A series of TV ads that Disney World aired is a prime example of how to appeal to Matures without pandering to them. In one of these ads, Boomer parents are pictured at home with their children, wondering aloud about what on earth their parents could be doing at Disney World. Then the camera shifts to the faces of two happy, healthy older people in the Magic Kingdom. They are playing golf, swimming, dancing late into the night. For Matures, the ad makes a strong appeal to their conviction that they have earned a rich and full retirement - and are still young enough to enjoy it.
Marketers can reach this practical, hard-working generation as they enjoy their retirement but not by selling products for "old people." They have to be smarter than that. Focus instead on themes that leverage the way Matures are motivated to buy.
Play to the notion that this generation overcame daunting odds to achieve their successes. Don't be loud or brash; they already get the point. After working hard and sacrificing for so many years, they have reached a level of financial comfort and a time in their lives where they can feel freer to spend money on themselves . . . because they've earned it.
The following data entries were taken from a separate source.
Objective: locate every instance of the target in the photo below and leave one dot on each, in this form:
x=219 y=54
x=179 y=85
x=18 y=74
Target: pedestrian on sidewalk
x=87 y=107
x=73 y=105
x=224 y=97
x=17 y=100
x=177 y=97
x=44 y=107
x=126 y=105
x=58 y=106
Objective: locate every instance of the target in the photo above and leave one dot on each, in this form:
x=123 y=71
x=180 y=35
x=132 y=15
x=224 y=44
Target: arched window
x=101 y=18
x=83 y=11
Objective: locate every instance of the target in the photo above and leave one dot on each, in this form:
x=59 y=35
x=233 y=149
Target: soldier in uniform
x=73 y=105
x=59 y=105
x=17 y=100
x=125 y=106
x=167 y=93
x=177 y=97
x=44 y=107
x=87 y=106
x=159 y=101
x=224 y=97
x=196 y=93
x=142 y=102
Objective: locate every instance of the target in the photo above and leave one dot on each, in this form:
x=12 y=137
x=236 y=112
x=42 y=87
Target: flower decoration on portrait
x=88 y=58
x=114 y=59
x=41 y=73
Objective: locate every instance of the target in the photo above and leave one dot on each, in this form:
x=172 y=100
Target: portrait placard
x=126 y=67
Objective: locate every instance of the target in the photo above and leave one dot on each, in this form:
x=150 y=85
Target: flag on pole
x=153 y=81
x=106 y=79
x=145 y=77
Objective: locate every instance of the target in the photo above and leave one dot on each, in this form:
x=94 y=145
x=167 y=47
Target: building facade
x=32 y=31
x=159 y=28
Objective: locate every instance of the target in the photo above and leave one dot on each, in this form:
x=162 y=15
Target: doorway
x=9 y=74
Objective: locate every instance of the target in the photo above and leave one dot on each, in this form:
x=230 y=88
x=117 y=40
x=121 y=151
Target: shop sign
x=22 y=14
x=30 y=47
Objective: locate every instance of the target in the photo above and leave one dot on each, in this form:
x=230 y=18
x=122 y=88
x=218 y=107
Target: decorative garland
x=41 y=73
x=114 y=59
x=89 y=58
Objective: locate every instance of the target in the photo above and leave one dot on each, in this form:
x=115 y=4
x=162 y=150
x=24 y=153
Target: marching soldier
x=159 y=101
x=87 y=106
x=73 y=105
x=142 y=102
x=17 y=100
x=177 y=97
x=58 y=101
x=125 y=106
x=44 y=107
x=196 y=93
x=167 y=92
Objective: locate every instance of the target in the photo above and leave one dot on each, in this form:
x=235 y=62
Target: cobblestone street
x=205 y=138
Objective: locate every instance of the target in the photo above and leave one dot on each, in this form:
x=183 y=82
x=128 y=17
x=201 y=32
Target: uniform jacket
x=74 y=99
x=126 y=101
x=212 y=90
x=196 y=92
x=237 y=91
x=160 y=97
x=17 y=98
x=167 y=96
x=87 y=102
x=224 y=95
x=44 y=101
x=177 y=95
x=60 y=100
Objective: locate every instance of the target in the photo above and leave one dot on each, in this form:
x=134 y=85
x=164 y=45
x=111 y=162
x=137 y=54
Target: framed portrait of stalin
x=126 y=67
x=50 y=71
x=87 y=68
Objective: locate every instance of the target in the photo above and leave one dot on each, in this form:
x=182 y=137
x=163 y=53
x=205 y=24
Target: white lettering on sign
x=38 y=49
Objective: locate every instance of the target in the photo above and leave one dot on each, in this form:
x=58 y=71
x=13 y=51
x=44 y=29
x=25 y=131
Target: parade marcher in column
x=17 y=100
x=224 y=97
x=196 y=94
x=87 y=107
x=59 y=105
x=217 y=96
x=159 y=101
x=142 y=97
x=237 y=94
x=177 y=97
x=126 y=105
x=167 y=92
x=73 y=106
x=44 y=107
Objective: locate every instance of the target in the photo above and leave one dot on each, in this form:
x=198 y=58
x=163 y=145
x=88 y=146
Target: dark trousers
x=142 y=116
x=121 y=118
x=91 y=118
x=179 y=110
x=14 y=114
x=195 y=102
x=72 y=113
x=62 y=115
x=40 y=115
For most of their peak consuming years, Matures have foregone the extras. But this is not to say that Matures never spent money. Indeed, their spending built our contemporary consumer marketplace. Their style of spending, however, reflected the more cautious, disciplined values of their savings-focused outlook. Even as Matures spent, they actually saved a lot of money. And much of this spending was for others anyway, especially their children.